Le plaisir chez Debussy n’est pas une simple esthétique sonore — un hédonisme instantané du grain, de la couleur et de la forme. Il procède d’une poïésis — lutte ou fusion — née de deux processus dynamiques et inverses. La poïésis est en effet ce qui se réalise en engageant la dialectique d’une amphibolie ou d’une antinomie : éros et thanatos, désir et évanescence, étale et point, mouvant et immobile, pulsation et pulvérisation, autant de couples contradictoires, de principes opposés dont l’interaction est aux fondements du plaisir. Le plaisir debussyste, souvent tourné vers le silence et le retrait , se manifeste ainsi davantage à travers le prisme d’un processus dynamique entre deux antagonistes que par une notable “éruption” sonore.
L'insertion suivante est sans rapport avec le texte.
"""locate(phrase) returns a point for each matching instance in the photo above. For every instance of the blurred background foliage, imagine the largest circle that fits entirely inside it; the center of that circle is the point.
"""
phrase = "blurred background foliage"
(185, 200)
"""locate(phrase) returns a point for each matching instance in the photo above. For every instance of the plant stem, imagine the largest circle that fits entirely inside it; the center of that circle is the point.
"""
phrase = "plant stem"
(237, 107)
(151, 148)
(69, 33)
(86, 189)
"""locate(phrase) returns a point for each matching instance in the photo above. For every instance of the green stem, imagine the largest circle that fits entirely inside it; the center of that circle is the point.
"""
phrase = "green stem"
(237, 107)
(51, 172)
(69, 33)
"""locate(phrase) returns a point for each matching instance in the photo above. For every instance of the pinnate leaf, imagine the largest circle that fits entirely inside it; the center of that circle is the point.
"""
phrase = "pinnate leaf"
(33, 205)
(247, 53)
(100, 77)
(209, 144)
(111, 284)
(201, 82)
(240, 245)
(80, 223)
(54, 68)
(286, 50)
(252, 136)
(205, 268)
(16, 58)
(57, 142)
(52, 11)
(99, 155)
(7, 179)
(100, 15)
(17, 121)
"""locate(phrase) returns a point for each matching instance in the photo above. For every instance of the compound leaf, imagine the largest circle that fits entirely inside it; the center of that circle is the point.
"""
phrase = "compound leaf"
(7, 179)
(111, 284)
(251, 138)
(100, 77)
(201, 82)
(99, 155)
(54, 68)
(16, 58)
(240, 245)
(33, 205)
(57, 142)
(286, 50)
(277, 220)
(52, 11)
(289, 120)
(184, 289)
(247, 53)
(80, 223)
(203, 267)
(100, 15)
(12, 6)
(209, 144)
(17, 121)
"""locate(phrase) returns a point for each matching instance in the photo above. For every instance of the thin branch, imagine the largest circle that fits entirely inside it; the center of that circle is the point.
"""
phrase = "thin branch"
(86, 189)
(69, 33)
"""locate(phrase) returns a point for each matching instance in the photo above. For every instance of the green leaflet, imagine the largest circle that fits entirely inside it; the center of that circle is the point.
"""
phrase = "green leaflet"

Il est loin en cela de l’acmé vertigineux du “Chant d’amour 2” de la Turangalîlâ-Symphonie d’Olivier Messiaen (chiffre 5), dont la nature toute sensuelle est corroborée par les indications “avec amour” et “passionné, généreux”. Il est loin aussi du chœur final de Daphnis et Chloé de Maurice Ravel, usant dans les années 1910 du potentiel proprement érotique du son (ne s’agit-il pas d’une “bacchanale” ?), au point d’évoquer ces lignes de Marcel Proust, retraçant de peu discrets ébats amoureux :

Il est vrai que ces sons étaient si violents que, s’ils n’avaient pas été toujours repris un octave plus haut par une plainte parallèle, j’aurais pu croire qu’une personne en égorgeait une autre à côté de moi et qu’ensuite le meurtrier et sa victime ressuscitée prenaient un bain pour effacer les traces du crime. J’en conclus plus tard qu’il y a une chose aussi bruyante que la souffrance, c’est le plaisir.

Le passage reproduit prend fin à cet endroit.